I've told you a bunch about Batman in Batman v Superman: Dawn of Justice*, but not much about Superman. I don't want to give you the impression that this is Batman's movie - it's very much a sequel to Man of Steel, and it very much follows up on stuff from that movie in big ways. In fact Chris Terrio's script - at least a draft from just before production began - deals explicitly with some fan complaints about the last Superman film.
Batman v Superman opens with Batman's origin and fast forwards to Bruce Wayne coming to Metropolis during the Superman/Zod fight, but that's just setting the stage for that character. From there the script turns its attention to Superman heavily, and it examines the implications of Superman in the real world. The main action takes place a couple of years after the end of Man of Steel, and Superman has been busy in the meantime, becoming the hero we know and love. Clark Kent and Lois Lane have moved their relationship forward to the point where they live together. Clark is still working at the Daily Planet, although it's unclear if he's loving his assignments - he's tasked with covering a Metropolis/Gotham football game when he would rather be writing about Batman.

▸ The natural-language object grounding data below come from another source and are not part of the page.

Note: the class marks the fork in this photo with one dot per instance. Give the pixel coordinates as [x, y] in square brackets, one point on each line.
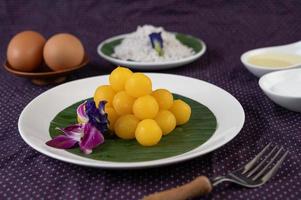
[254, 174]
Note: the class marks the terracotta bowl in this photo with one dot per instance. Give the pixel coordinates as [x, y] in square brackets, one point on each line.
[44, 75]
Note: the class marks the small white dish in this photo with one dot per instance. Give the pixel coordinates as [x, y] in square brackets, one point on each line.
[284, 88]
[106, 48]
[293, 49]
[35, 118]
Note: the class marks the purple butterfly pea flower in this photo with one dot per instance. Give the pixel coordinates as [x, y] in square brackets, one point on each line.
[157, 42]
[97, 116]
[84, 135]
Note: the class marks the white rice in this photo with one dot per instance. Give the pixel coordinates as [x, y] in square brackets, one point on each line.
[136, 46]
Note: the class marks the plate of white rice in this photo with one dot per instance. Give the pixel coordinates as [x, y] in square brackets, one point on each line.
[134, 50]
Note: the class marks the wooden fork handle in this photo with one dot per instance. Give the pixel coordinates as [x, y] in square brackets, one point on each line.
[198, 187]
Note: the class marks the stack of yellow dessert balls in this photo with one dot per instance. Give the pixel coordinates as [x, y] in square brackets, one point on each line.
[136, 111]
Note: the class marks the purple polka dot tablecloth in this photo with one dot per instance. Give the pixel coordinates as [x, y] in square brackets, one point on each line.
[228, 28]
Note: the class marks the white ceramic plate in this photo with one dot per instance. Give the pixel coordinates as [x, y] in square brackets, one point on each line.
[35, 118]
[192, 41]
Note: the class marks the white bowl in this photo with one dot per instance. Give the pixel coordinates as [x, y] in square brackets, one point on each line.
[284, 88]
[290, 49]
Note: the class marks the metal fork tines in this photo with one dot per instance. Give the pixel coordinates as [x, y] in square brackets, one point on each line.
[257, 171]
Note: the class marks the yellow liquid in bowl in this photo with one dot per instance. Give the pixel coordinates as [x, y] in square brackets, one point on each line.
[275, 60]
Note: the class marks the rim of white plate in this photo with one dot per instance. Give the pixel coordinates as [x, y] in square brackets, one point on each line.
[36, 133]
[154, 65]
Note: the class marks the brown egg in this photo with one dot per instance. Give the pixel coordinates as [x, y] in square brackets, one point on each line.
[63, 51]
[25, 51]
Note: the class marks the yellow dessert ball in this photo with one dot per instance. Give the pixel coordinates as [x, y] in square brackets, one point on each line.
[145, 107]
[138, 85]
[118, 77]
[148, 132]
[163, 97]
[104, 93]
[166, 120]
[125, 126]
[112, 117]
[181, 111]
[123, 103]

Very early in the film Lois is in the Middle East following a story when Superman shows up to help her out. This becomes something of an international incident as other nations view Superman as a tool of the United States. China, for instance, doesn't want him in their air space. It's an interesting look at how a being like Superman would be viewed on a global scale.
What are the lessons that Superman learned from Man of Steel? Some slight spoilers follow.
When Superman confronts a big bad guy and unravels his plot, he tells the villain, "I won't snap your neck, I'm going to take you to prison," an on-the-nose response to criticisms of the first movie. Of course Superman later loses his cool and threatens to break the bad guy's back, so he hasn't quite internalized everything yet.
As for being a protector of the people - when the Doomsday fight starts General Swanwick tells the military that Superman will move the battle away from populated areas because he's a hero, and that's what heroes do. Again, this is a direct response to complaints about the first film. It's also interesting to see that Swanwick, who was tracking Superman with drones at the end of Man of Steel, is such a supporter in this film. It seems that most people - except Lex Luthor and a cautious Batman, who is prepping anti-Superman weapons - believe Superman is a hero.
A caveat on this, and my previous Batman reporting - this information comes from a script that was handed in a month before principal photography began. While the broad strokes surely will make it into the film, small details like dialogue and character moments could be cut from the script or in the editing room before the movie reaches theaters.